On 14/01/2023 22:05, Ihor Radchenko wrote:
<tomas@tuxteam.de> writes:

Now there's still enough work for the applications to do: presentation,
parsing, disambiguation, if necessary asking the user for help. Someone
mentioned PostgreSQL -- this is a nice example of what can be done beyond
the (comparatively!) boring details of time zone management :-)

Do I understand correctly that PostgreSQL insists on using timestamps
with time zone info in favour or ordinary timestamps? Exactly to avoid
issues with the same timestamp pointing to a different real time from
epoch depending on the current OS time zone setting?

My points of what that wiki page tries to say:

PostgreSQL has better support of timezone conversions than some of other databases or middleware libraries. That is why taking advantage of the postgres feature allows to create more reliable application. The recipe is to allow postgres to store timestamps in UTC and to delegate it time conversion by specifying "timestamp with time zone" type.

"With time zone" does not mean that original time zone is stored. It is converted to UTC from explicitly specified timezone or from the one set for client's connection.

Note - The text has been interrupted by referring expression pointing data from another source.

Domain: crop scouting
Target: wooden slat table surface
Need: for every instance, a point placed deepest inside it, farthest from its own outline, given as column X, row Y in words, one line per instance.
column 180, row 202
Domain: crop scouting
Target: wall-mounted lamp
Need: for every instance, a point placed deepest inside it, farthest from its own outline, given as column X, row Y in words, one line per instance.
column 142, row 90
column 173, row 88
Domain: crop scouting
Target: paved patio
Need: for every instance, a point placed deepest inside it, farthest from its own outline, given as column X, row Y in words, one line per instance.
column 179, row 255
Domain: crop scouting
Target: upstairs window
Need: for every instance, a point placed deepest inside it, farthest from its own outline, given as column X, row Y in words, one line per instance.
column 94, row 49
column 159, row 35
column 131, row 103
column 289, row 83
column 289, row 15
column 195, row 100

Some postgres time related types was added just because they are required to pass SQL compliance tests or to allow easier migration from other databases. They should be avoided when possible.

I totally agree with the recommendation to use timestamptz for data related to something in history: billing, bank transactions, etc.

However it is call to trouble for planned events and schedules. Not frequent, so almost untested use cases.

If I remember correctly, another type, timestamp (without tz), may be cast on demand to any timezone (stored in another column or passed from application). So it may be used obtain correct UTC timestamp after update of timezone database.

Thinking more about this, I can see how it can be important for
clocking, and similar auto-recorded information. Users may be surprised
to record clocking on some task yesterday just to find the clocking data
in future upon travelling from Singapore to San Fran.

In the case of crossing international date line it is certainly an issue. Users often crossing of timezone border with several hours time difference may need to specify timezone explicitly as well. For others timezone change history should be enough to calculate duration of clocking intervals from regular local time.